From bad to worse: Border closings intensify existing problems in Sierra Leone
August 20, 2014
Above photo: This scene of typical foot and auto traffic on a pre-Ebola day in Freetown has been replaced by virtually empty streets as a nation in crisis tries to stop the outbreak.
While it is understandable that the government of Sierra Leone is taking drastic measures to stem the spread of Ebola, including closing schools, cordoning the Kailahun and Kenema districts and restricting public gatherings, these efforts will put additional pressure on an already distressed food system in which people struggle to eat enough. Economic activity in Freetown and other centers of commerce has been decimated, prices for food and other essential items are increasing, and the situation will only worsen until the outbreak can be slowed and stopped.
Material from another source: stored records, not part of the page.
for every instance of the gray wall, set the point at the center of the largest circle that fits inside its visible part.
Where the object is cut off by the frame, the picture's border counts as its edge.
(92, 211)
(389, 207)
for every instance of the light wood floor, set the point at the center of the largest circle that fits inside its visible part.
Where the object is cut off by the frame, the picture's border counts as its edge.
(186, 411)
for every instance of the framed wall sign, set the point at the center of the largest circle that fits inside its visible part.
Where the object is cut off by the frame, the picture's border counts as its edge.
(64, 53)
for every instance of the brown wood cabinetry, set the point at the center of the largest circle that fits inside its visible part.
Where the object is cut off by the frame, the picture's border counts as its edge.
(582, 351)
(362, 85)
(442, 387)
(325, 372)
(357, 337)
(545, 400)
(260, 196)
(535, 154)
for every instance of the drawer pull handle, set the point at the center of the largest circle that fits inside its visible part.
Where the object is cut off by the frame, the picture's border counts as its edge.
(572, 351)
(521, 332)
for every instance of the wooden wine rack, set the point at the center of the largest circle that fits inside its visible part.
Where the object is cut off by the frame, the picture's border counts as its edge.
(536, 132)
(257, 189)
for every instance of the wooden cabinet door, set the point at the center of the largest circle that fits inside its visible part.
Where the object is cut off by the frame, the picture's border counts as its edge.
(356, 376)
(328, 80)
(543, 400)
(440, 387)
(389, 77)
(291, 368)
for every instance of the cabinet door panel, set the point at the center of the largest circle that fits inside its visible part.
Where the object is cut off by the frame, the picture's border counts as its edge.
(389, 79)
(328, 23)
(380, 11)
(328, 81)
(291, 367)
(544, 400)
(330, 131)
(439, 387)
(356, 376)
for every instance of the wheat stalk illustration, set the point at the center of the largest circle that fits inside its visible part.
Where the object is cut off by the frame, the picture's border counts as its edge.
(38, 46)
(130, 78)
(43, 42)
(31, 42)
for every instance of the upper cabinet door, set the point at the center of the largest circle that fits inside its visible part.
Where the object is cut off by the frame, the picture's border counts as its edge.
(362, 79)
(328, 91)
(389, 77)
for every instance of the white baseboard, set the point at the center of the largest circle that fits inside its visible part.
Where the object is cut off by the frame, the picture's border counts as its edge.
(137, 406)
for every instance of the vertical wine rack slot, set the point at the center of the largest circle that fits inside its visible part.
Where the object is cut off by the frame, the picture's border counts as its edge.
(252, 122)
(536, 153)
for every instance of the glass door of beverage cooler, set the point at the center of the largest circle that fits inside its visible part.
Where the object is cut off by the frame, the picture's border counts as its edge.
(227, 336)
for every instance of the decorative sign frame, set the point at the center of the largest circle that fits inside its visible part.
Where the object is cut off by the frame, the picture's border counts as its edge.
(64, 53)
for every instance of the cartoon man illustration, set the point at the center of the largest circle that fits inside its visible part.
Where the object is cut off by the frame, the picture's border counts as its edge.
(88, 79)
At a national level, Guinea and Liberia have closed their borders with Sierra Leone. Within Sierra Leone, the cordoned area now covers about 25% of the country. With the exception of this area, our contacts report that most district borders remain open within the country, but checkpoints have been established at these borders where officers are scanning body temperatures of vehicle passengers to determine whether individual passengers may cross district boundaries.
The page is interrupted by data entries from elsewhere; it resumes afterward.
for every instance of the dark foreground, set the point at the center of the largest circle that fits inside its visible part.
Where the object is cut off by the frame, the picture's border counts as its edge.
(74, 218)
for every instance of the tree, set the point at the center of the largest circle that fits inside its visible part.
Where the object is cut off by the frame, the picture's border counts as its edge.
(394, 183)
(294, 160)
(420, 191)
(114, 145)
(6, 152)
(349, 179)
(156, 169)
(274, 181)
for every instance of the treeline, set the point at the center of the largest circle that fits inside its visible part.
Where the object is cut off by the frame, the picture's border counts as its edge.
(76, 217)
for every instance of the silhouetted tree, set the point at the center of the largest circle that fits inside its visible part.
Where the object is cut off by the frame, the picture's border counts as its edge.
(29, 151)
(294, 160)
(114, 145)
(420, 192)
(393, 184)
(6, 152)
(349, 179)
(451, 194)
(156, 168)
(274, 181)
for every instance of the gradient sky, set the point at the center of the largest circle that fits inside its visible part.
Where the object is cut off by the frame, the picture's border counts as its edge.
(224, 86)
In advance of additional or absolute restrictions at a district level, Sullay recently advanced funds to a banking center in the district where we work. Sullay has made the necessary arrangements to transfer and access from this banking location any additional funds we send to Sierra Leone should the Ebola outbreak continue for some time. This will also allow Sullay to reduce his exposure by carrying less on the road in this time of distress. We want to ensure that our employees have an opportunity and incentive to work and be paid as long as they remain healthy and able. For Just Hope and many other organizations with an interest in serving the people of Sierra Leone, these are troubling and frustrating circumstances that generate a sense of powerlessness. While we wait for an end to this outbreak that strikes a nation still reeling from the tragedy of war, we remain diligent to support those we currently serve and we pray for them and their countrymen. Please join us.